A fuel cell is two to three times more efficient than an internal combustion engine in converting fuel to power. Almost all the major automakers have said they plan to bring fuel-cell cars to market in the next 10 years, although initial sales will probably be limited to business fleets that can install equipment for handling hydrogen.
It's the fueling issue that Modine and Chevron are currently focused on. The reformers they are developing could be used at hydrogen fueling stations, much like gasoline stations.
"That's exactly the end game we are looking at," Baffa said.
Steam methane reformers are a popular way of making hydrogen. But it has been difficult to scale down hydrogen-producing technology to a size where it's suitable for roadside fueling stations.

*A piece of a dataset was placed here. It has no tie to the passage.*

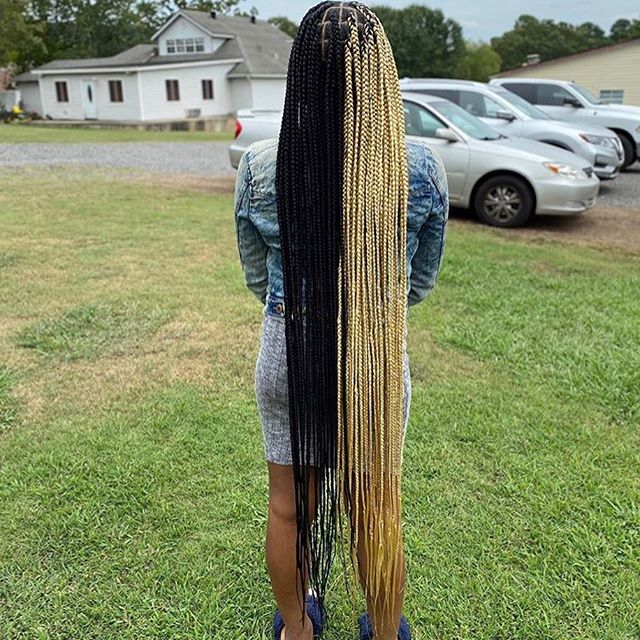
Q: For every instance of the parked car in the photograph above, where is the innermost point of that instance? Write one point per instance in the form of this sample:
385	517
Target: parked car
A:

ChevronTexaco knows how to produce hydrogen in large refineries. Modine has expertise in small heat exchangers, which are essential in making hydrogen in a 6-foot metal tube.
While some demonstration fueling stations have their hydrogen delivered by tanker trucks from production plants, ChevronTexaco is taking a different approach, said John Brady, a vice president in the company's hydrogen infrastructure division.
ChevronTexaco believes that in many
cases, it may be more practical and cheaper to produce hydrogen fuel at
the stations where it's pumped into vehicles, Brady said.
Critics call it inefficient
Critics of hydrogen fuel complain that it is inefficient to produce because it takes more energy to produce the gas than the gas would generate. There would have to be a significant increase in natural gas production in order to produce enough hydrogen to power the U.S. automobile fleet, the critics say.
But those estimates are wrong, said Jeffrey Jacobs, a ChevronTexaco vice president of business development. Besides, he said, the technology for making hydrogen will advance to the point where natural gas won't be needed.
Hydrogen can be extracted from something as simple as water.
"At some point, we will be producing hydrogen from renewable resources, but for now we are picking the path of least resistance," which is natural gas, Jacobs said.
In February, ChevronTexaco opened a demonstration hydrogen fueling station in Chino, Calif. The station is fueling about five Hyundai sport utility vehicles and is part of a five-year Department of Energy research project.
Widespread use of hydrogen fuel technology will require a long-term effort. It's difficult to say whether roadside fueling stations will become a reality in 10 years or longer, according to Baffa.
"But the technology continues to reach some significant milestones," he said, and it could be easier to develop the fueling stations than fuel-cell vehicles.
Daimler-Chrysler has more than 100
fuel-cell vehicles in its test fleet. Ford has at least 60 such vehicles,
and the U.S. Postal Service is testing fuel-cell vehicles to deliver mail.